Yo no comparto la idea de que en Chihuahua todo sea un desastre, como algunos intentan hacernos creer, claro que existen problemas y retos importantes; ningún gobierno es perfecto, pero también sería injusto negar los avances que sí se han logrado.

Les doy algunos ejemplos como Medi Chihuahua, que ha ampliado el acceso a servicios médicos para miles de familias, está también la apuesta por recuperar y fortalecer las estancias infantiles, entendiendo que apoyar a las madres trabajadoras también es una política de desarrollo económico y social. Las inversiones en infraestructura carretera, educativa e hidráulica que responden a necesidades que durante años fueron pospuestas. Son políticas públicas que pueden perfeccionarse, como cualquier otra, pero ir en contra de sus resultados solo porque pertenecen a un gobierno de otro partido empobrece el debate.

Y esta reflexión va más allá de Chihuahua, en los últimos años hemos visto cómo, bajo el argumento del combate a la corrupción, el gobierno federal eliminó programas e instituciones que durante años habían atendido necesidades importantes de la población. Si había irregularidades como se dijo, debían investigarse y sancionarse.
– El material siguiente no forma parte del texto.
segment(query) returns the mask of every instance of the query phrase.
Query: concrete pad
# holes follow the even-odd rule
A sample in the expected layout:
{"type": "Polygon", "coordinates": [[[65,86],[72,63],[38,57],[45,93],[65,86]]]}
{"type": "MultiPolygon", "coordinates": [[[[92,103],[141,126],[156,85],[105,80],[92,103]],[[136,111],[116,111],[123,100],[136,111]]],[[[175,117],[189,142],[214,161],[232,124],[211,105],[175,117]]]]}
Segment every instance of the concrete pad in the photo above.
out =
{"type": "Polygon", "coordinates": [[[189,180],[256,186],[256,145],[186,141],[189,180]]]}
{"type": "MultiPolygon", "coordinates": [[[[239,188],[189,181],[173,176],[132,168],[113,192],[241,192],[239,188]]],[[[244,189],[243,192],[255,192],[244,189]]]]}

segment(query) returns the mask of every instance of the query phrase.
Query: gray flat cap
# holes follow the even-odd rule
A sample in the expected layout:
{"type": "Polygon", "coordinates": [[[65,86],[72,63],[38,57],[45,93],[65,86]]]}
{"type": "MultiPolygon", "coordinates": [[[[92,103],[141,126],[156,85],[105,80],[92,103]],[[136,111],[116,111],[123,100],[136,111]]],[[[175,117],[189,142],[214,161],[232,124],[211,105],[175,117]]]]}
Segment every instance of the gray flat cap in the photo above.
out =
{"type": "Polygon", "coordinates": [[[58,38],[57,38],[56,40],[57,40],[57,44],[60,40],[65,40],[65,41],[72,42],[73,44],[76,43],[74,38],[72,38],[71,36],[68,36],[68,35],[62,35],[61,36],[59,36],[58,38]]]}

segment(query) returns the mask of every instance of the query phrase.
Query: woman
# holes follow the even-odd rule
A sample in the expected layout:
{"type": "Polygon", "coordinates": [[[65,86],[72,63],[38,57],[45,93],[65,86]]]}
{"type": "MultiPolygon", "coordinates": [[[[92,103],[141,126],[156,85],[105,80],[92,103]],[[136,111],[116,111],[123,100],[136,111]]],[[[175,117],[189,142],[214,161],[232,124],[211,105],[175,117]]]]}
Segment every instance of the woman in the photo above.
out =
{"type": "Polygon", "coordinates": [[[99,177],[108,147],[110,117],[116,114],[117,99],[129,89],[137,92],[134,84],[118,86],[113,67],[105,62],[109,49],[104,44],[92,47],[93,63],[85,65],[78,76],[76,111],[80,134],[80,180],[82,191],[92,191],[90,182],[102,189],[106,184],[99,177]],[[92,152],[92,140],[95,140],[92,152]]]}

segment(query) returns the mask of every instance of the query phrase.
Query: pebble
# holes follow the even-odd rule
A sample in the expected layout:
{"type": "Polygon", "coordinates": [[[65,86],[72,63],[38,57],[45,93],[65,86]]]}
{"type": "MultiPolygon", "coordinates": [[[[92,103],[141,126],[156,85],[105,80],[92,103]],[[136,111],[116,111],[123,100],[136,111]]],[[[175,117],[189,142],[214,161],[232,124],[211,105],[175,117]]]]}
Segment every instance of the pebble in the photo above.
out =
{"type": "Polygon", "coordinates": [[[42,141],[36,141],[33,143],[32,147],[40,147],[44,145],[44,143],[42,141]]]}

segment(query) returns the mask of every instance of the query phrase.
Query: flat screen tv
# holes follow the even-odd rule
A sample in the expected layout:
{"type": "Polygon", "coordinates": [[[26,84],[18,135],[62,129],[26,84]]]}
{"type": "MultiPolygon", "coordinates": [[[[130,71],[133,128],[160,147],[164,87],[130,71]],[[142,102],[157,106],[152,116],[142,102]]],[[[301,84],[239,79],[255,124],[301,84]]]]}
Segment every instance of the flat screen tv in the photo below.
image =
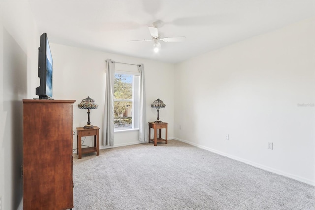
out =
{"type": "Polygon", "coordinates": [[[51,56],[47,35],[40,36],[40,47],[38,48],[38,77],[40,83],[36,88],[36,95],[40,99],[49,99],[53,97],[53,58],[51,56]]]}

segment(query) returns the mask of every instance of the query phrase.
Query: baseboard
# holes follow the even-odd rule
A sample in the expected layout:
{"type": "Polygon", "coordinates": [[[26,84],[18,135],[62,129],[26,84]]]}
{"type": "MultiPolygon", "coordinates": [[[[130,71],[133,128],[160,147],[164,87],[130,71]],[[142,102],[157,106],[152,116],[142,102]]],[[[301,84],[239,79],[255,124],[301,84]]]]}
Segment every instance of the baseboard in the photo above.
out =
{"type": "Polygon", "coordinates": [[[306,184],[310,184],[311,185],[313,185],[315,186],[315,181],[314,180],[312,180],[310,179],[306,179],[299,176],[297,176],[296,175],[293,175],[292,174],[290,174],[290,173],[288,173],[281,170],[279,170],[278,169],[273,168],[271,168],[271,167],[269,167],[268,166],[265,166],[262,164],[260,164],[259,163],[257,163],[252,161],[251,161],[250,160],[247,160],[247,159],[245,159],[243,158],[240,158],[239,157],[237,157],[237,156],[235,156],[234,155],[231,155],[229,154],[227,154],[227,153],[225,153],[224,152],[222,152],[220,151],[218,151],[218,150],[216,150],[215,149],[211,149],[211,148],[209,148],[209,147],[207,147],[206,146],[202,146],[196,143],[192,143],[188,141],[187,141],[186,140],[182,140],[179,138],[174,138],[174,140],[179,140],[180,141],[182,141],[184,143],[188,143],[189,144],[190,144],[192,146],[196,146],[198,148],[200,148],[201,149],[205,149],[206,150],[208,150],[210,152],[212,152],[216,154],[219,154],[220,155],[222,155],[222,156],[226,156],[227,157],[229,158],[235,160],[237,160],[238,161],[240,161],[242,162],[243,162],[244,163],[246,163],[247,164],[249,164],[251,166],[254,166],[255,167],[257,168],[259,168],[260,169],[263,169],[264,170],[266,171],[268,171],[269,172],[271,172],[275,174],[279,174],[280,175],[283,175],[285,177],[287,177],[288,178],[292,178],[295,180],[296,180],[297,181],[301,181],[301,182],[304,182],[306,184]]]}
{"type": "Polygon", "coordinates": [[[120,143],[119,144],[115,144],[115,143],[114,143],[113,146],[111,146],[110,147],[104,147],[103,149],[107,149],[108,148],[120,147],[121,146],[131,146],[132,145],[140,144],[140,143],[147,143],[147,142],[142,142],[142,141],[137,141],[137,142],[132,142],[131,143],[120,143]]]}

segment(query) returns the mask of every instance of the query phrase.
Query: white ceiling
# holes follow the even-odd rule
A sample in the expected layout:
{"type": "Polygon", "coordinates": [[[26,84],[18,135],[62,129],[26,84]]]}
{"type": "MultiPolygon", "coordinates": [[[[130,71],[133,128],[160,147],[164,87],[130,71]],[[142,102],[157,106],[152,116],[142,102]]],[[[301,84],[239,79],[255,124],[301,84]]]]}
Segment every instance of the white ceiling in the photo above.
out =
{"type": "Polygon", "coordinates": [[[178,63],[315,16],[314,0],[30,1],[40,32],[52,43],[178,63]],[[148,26],[157,20],[153,52],[148,26]]]}

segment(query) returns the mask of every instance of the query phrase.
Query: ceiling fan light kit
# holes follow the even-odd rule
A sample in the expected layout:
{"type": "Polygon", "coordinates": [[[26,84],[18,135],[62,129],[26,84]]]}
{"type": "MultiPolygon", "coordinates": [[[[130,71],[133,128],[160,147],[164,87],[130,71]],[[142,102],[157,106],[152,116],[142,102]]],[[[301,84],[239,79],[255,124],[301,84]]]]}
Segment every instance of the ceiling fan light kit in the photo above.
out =
{"type": "MultiPolygon", "coordinates": [[[[154,24],[155,22],[154,22],[154,24]]],[[[154,25],[154,24],[153,24],[154,25]]],[[[161,49],[161,43],[159,41],[162,41],[164,42],[179,42],[184,41],[186,38],[185,36],[179,37],[167,37],[163,38],[161,38],[160,36],[158,35],[158,29],[157,27],[154,27],[152,26],[149,27],[149,31],[151,35],[151,40],[135,40],[128,41],[153,41],[154,51],[155,52],[157,53],[161,49]]]]}

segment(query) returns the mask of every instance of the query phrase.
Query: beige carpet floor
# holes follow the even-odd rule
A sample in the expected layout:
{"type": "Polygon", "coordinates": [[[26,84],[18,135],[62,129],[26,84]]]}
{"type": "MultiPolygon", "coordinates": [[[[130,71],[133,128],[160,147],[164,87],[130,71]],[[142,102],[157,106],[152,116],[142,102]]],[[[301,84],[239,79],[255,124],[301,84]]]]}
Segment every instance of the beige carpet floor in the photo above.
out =
{"type": "Polygon", "coordinates": [[[74,210],[314,210],[314,187],[175,140],[74,159],[74,210]]]}

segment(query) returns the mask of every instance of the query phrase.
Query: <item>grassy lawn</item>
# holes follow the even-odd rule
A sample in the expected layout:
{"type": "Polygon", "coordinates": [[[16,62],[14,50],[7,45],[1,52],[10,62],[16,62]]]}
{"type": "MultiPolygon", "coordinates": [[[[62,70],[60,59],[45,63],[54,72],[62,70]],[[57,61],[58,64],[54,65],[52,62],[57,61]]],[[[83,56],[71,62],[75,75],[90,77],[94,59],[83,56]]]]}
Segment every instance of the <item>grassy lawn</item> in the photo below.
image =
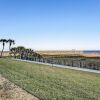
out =
{"type": "Polygon", "coordinates": [[[0,74],[41,100],[100,100],[100,74],[8,59],[0,74]]]}

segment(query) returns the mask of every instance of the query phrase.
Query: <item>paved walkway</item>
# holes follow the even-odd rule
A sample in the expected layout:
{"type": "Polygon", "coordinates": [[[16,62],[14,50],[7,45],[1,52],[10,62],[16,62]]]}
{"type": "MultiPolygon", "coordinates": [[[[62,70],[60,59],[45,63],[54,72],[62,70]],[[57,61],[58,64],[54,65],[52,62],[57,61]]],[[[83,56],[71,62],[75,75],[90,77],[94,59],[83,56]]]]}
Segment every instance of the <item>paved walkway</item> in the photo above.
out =
{"type": "Polygon", "coordinates": [[[73,69],[73,70],[80,70],[80,71],[86,71],[86,72],[100,74],[99,70],[93,70],[93,69],[78,68],[78,67],[71,67],[71,66],[64,66],[64,65],[57,65],[57,64],[49,64],[49,63],[42,63],[42,62],[37,62],[37,61],[29,61],[29,60],[21,60],[21,59],[13,59],[13,60],[20,60],[20,61],[25,61],[25,62],[31,62],[31,63],[37,63],[37,64],[43,64],[43,65],[60,67],[60,68],[68,68],[68,69],[73,69]]]}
Quien hubiera cometido actos de corrupción tendría que responder por ellos, pero una cosa es castigar a los responsables y otra muy distinta desaparecer por completo políticas públicas que beneficiaban a millones de personas.
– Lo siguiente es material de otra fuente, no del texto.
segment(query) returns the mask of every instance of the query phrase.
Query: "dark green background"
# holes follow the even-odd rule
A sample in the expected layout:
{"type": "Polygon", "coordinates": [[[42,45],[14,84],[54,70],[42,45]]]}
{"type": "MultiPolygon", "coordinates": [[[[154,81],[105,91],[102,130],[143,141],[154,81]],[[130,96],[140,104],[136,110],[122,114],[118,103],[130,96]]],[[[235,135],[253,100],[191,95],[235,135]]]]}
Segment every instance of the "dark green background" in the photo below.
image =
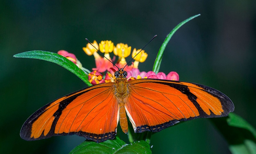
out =
{"type": "MultiPolygon", "coordinates": [[[[219,90],[232,100],[235,113],[256,126],[255,1],[0,1],[0,153],[67,153],[84,140],[76,136],[31,142],[20,138],[22,125],[37,109],[87,86],[56,64],[14,55],[64,49],[90,68],[95,67],[94,59],[82,50],[85,38],[127,43],[133,49],[157,34],[145,48],[147,60],[139,66],[148,71],[167,35],[199,14],[174,34],[160,71],[176,71],[181,81],[219,90]]],[[[230,152],[205,119],[156,133],[151,145],[155,153],[230,152]]]]}

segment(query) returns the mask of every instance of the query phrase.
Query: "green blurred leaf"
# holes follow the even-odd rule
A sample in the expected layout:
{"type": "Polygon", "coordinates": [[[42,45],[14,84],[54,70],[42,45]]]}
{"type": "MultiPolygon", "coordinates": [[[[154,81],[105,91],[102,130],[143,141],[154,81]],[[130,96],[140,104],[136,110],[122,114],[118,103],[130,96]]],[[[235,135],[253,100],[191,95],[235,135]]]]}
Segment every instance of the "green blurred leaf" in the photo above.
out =
{"type": "Polygon", "coordinates": [[[55,53],[35,50],[18,53],[13,56],[16,58],[38,59],[56,63],[74,74],[88,86],[92,85],[88,80],[88,76],[83,70],[66,57],[55,53]]]}
{"type": "Polygon", "coordinates": [[[144,140],[150,144],[150,138],[152,134],[151,132],[146,131],[140,133],[136,133],[134,132],[132,125],[130,121],[128,121],[128,139],[130,143],[135,141],[144,140]]]}
{"type": "Polygon", "coordinates": [[[129,144],[116,136],[115,139],[97,143],[85,141],[75,148],[69,154],[75,153],[152,153],[149,144],[139,141],[129,144]]]}
{"type": "Polygon", "coordinates": [[[256,154],[256,131],[245,120],[233,113],[210,119],[227,141],[232,153],[256,154]]]}
{"type": "Polygon", "coordinates": [[[165,47],[167,45],[169,41],[171,39],[171,38],[172,36],[172,35],[174,34],[175,32],[177,31],[180,27],[182,26],[183,25],[185,24],[189,21],[197,17],[200,16],[200,14],[198,14],[192,16],[190,18],[188,18],[185,20],[184,21],[179,24],[176,27],[172,29],[172,30],[171,31],[170,33],[167,36],[167,37],[165,38],[164,41],[164,43],[162,44],[162,45],[160,47],[160,48],[159,49],[159,51],[158,51],[158,53],[157,54],[157,58],[156,58],[156,60],[155,61],[155,63],[154,64],[154,66],[153,66],[153,71],[157,73],[158,73],[159,71],[159,69],[160,68],[160,65],[161,64],[161,62],[162,61],[162,58],[163,58],[163,55],[164,53],[164,51],[165,49],[165,47]]]}

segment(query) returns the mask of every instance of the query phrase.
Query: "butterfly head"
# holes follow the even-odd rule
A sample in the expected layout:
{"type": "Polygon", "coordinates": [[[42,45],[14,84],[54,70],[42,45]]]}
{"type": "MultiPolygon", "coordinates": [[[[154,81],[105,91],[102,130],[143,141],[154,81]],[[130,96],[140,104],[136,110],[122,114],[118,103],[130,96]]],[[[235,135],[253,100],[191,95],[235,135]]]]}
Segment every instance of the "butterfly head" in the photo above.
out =
{"type": "Polygon", "coordinates": [[[124,71],[124,68],[118,68],[118,71],[115,72],[115,77],[116,78],[126,78],[127,76],[127,72],[124,71]]]}

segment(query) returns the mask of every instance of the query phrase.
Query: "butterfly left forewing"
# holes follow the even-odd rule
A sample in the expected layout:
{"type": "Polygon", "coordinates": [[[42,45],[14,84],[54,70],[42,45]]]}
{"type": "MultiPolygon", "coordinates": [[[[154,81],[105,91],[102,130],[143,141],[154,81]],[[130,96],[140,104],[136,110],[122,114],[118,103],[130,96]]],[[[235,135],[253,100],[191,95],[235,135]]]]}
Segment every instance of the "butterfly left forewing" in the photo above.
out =
{"type": "Polygon", "coordinates": [[[49,103],[25,122],[21,136],[33,140],[75,134],[97,142],[113,139],[119,107],[113,86],[113,83],[96,85],[49,103]]]}
{"type": "Polygon", "coordinates": [[[188,82],[151,79],[128,83],[127,114],[135,132],[154,132],[182,121],[227,116],[234,106],[213,88],[188,82]]]}

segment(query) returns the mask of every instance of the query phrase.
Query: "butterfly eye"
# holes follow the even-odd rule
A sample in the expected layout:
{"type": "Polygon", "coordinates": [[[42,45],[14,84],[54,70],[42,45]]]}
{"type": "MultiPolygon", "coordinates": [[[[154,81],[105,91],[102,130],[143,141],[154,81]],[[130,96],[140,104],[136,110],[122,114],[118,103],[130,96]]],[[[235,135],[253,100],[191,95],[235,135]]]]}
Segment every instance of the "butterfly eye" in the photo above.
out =
{"type": "Polygon", "coordinates": [[[119,75],[120,75],[120,73],[119,73],[119,72],[118,71],[116,71],[116,72],[115,72],[115,74],[114,75],[115,75],[115,77],[116,78],[117,78],[117,77],[118,77],[119,76],[119,75]]]}
{"type": "Polygon", "coordinates": [[[123,73],[123,75],[124,76],[124,77],[126,77],[127,76],[127,72],[125,71],[124,71],[124,73],[123,73]]]}

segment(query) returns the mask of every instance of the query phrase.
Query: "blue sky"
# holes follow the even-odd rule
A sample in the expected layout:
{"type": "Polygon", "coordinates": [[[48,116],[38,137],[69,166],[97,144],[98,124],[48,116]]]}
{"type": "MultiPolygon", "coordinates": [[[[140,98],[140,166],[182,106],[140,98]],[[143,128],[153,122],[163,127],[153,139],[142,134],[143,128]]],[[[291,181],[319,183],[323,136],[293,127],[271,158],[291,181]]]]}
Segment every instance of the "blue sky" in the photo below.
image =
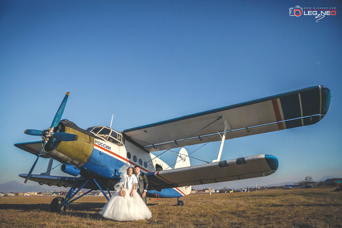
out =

Ese es, quizá, uno de los mayores errores que puede cometer cualquier gobierno, creer que la alternancia consiste en borrar todo lo que hizo la administración anterior únicamente porque pertenecía a otro partido, NO, la alternancia democrática no debería significar empezar desde cero cada seis años. Deberían tener la madurez de reconocer lo que no funcionó y corregirlo, la honestidad para admitir lo que sí dio resultados y la capacidad para seguir construyendo sobre esos aciertos.

Los ciudadanos no votamos para que cada cambio de gobierno reinvente el Estado, votamos para que lo mejore.

La política no debería parecer una competencia de egos donde cada administración destruye el trabajo de la anterior para dejar su propia firma. Debería ser una carrera de relevos, donde cada gobierno recibe un estado con avances y pendientes, corrige el rumbo cuando es necesario y entrega mejores condiciones de las que recibió.

Porque criticar genera aplausos, destruir puede generar titulares, pero gobernar exige algo mucho más difícil y es reconocer los aciertos, corregir los errores y tener la grandeza de continuar aquello que realmente funciona, aunque haya sido construido por alguien que piensa distinto.
Creo que el mayor problema de nuestra política no es que existan diferencias, si no que seguimos confundiendo la alternancia con la destrucción.